Yes. eClinicalWorks includes integrated telehealth through healow TeleVisits at no additional cost. It supports HIPAA-compliant video visits, virtual waiting rooms, screen sharing, integrated documentation, and automated billing code assignment. Remote patient monitoring through connected devices is also supported.

Verdict

eClinicalWorks is a scale play. It offers one of the broadest all-in-one ambulatory EHR platforms on the market at a competitive price point, backed by the largest cloud-based user base in the United States. For FQHCs, multi-specialty groups, and mid-to-large ambulatory organizations that want EHR, PM, RCM, telehealth, patient engagement, and population health in a single subscription, eClinicalWorks delivers feature depth that few competitors match at this price.
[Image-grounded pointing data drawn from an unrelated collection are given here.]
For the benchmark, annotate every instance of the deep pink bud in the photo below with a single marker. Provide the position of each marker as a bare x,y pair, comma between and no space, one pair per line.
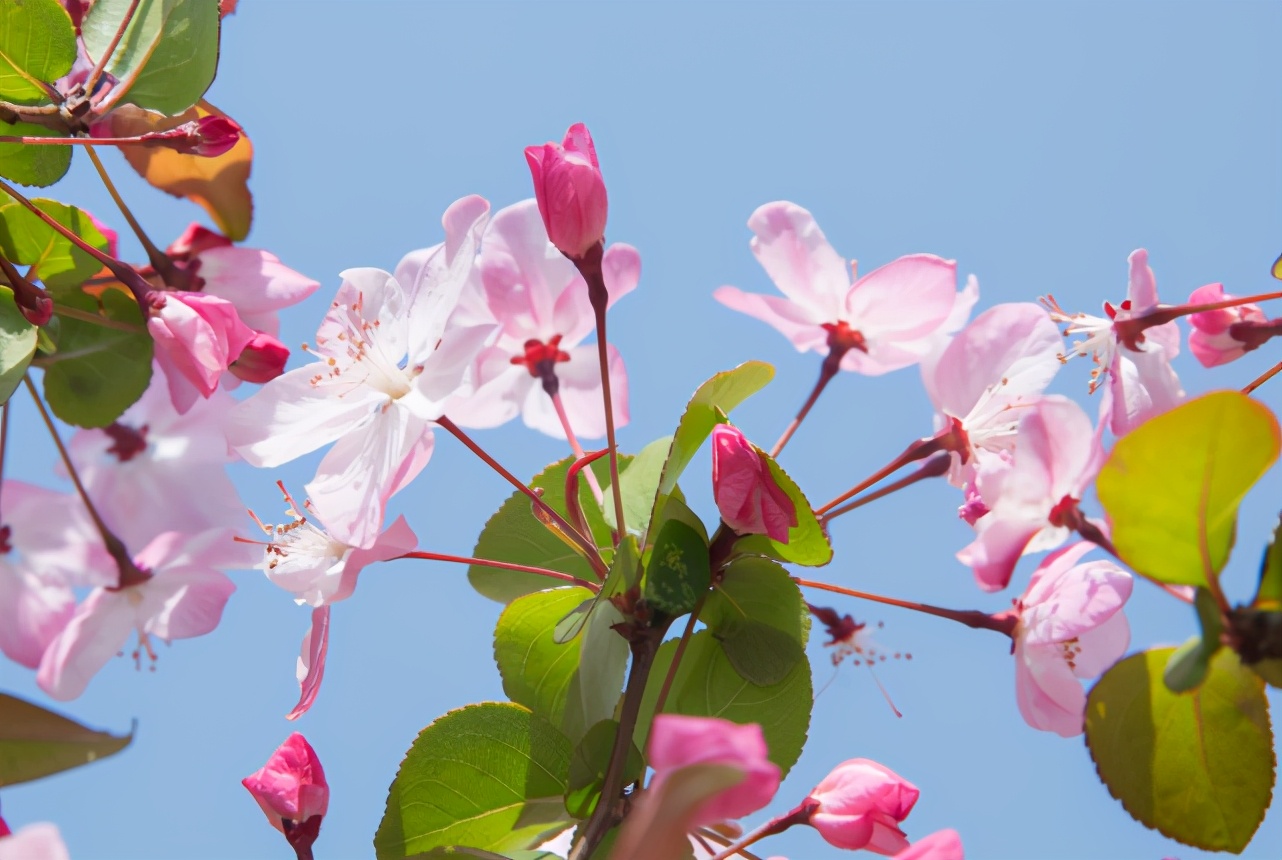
860,804
746,495
262,360
571,191
292,791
The trade-offs are real. The user interface, while improved in V12, still lags behind modern cloud-native competitors in polish and intuitiveness. Customer support is a documented weak point. The 2017 DOJ settlement is a permanent entry in the company's record that compliance-conscious buyers must weigh. And the platform's complexity means that underinvested implementations -- those without proper training, dedicated superusers, and ongoing optimization -- produce poor outcomes.

The bottom line: eClinicalWorks is best suited for organizations that need a comprehensive, feature-rich ambulatory platform and are willing to invest in proper implementation and ongoing optimization. Practices that prioritize usability above all else, or that need premium support, should evaluate athenahealth or NextGen. Practices with fewer than 5 providers should consider whether the platform's complexity is justified relative to simpler, less expensive alternatives.

For the right organization -- an FQHC, a growing multi-specialty group, or an ambulatory network looking to consolidate point solutions onto a single platform -- eClinicalWorks remains a serious contender that delivers substantial value per subscription dollar.